During the Republic of China era, Zhu Mazi inherited the soup-making skills from his ancestors and, created the braised meat spicy soup, thus it became known as "Zhu Mazi Braised Meat Spicy Soup." This soup is characterized by its balanced consistency, moderate salty-sweet taste, tender meat, and a tangy, spicy flavor with an aromatic scent.
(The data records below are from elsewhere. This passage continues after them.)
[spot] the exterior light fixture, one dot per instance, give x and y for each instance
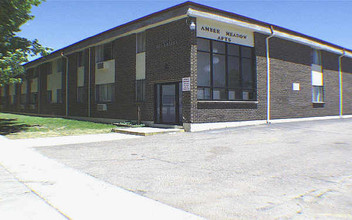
(192, 26)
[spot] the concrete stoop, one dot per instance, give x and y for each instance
(146, 131)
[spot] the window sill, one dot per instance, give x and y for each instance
(210, 104)
(318, 104)
(219, 101)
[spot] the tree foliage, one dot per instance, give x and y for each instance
(15, 50)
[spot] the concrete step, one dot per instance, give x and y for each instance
(146, 131)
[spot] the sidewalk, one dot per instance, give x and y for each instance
(36, 187)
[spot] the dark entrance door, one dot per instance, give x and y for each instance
(168, 103)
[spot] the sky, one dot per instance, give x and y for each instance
(59, 23)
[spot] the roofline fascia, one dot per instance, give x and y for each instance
(266, 30)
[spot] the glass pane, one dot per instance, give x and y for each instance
(219, 94)
(141, 42)
(99, 53)
(246, 52)
(232, 95)
(203, 67)
(203, 93)
(316, 57)
(180, 118)
(233, 49)
(203, 44)
(247, 73)
(158, 103)
(219, 71)
(317, 94)
(108, 51)
(233, 68)
(218, 47)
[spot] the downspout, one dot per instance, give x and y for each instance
(89, 82)
(62, 54)
(340, 83)
(268, 74)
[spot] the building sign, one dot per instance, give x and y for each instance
(224, 32)
(295, 86)
(186, 84)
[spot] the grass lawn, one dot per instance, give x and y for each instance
(16, 126)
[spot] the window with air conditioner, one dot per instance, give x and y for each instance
(104, 93)
(103, 52)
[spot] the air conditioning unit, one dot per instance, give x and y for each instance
(102, 107)
(100, 65)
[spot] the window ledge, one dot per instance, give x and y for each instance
(227, 104)
(213, 101)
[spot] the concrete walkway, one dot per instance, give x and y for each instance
(33, 186)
It is said that "a morning drink of spicy soup leaves a fragrant burp till evening."

== Ingredients ==
The main ingredients include cooked beef, beef soup, flour, vermicelli, kelp, spinach, pepper, ginger, salt, vinegar and sesame oil.

== Economy ==
Local industry produces packets of ingredients and spices that are sold online. The government has promoted starting soup-selling businesses to those in poverty in the region.